A commodities fund may have a minor place in a portfolio, "but this asset class has lost money consistently for years now," Benson said. Stocks with growth potential and bonds and other fixed-income investments are usually a better bet.
Despite recent correction jitters, given that the S&P 500 index is up nearly 19% for 2021 as of this writing, it's hard to argue against weighting a portfolio toward equities, including as an antidote to inflation, Benson suggested.
"I think stocks in general are one of the best inflation hedges, and, if you stay invested over the long term, they will likely outpace inflation," he said.
While it's difficult to say which commercial equities sector is better than another in an inflationary environment, Goodman said he has a hunch that companies producing common consumer goods and funds investing primarily in them might be a smart choice.
"Your basic, everyday needs that people, even if the prices go up, are going to just need to buy" are probably better, "whereas they might forgo buying something more expensive or luxurious," Goodman said.

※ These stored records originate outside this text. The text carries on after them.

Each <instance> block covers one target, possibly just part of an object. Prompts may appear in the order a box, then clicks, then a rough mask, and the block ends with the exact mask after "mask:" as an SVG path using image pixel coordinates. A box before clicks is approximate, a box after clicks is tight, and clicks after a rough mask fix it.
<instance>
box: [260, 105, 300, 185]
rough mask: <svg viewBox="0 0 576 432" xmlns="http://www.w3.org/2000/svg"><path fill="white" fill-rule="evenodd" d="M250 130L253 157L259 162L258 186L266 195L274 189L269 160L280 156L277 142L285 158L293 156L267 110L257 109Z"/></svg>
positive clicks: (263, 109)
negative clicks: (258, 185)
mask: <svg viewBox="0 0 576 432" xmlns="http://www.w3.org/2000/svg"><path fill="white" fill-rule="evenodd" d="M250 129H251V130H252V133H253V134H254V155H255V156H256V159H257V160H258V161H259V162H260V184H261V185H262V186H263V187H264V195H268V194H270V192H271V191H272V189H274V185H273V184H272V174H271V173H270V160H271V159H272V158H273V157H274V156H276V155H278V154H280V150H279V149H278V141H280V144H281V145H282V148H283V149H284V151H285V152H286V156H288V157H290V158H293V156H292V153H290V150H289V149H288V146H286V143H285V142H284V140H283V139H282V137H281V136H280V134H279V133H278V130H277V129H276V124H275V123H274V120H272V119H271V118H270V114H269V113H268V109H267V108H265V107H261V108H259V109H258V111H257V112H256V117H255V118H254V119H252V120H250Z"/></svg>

In the same vein, health care might be a good sector to watch, he added.
While it's not an investment, the Social Security COLA itself protects against inflation, and Benson pointed out this is true even for a worker who has reached full retirement age but has deferred receiving retirement benefits. The COLA augments prospective benefits, besides the 8% credit (for individuals born in 1943 and later) for every year benefits are deferred, up till age 70, when the latter increase ceases.
"While it's still a life-expectancy calculation, if you are worried about inflation over the long term, you can't get a much better investment than that," Benson said.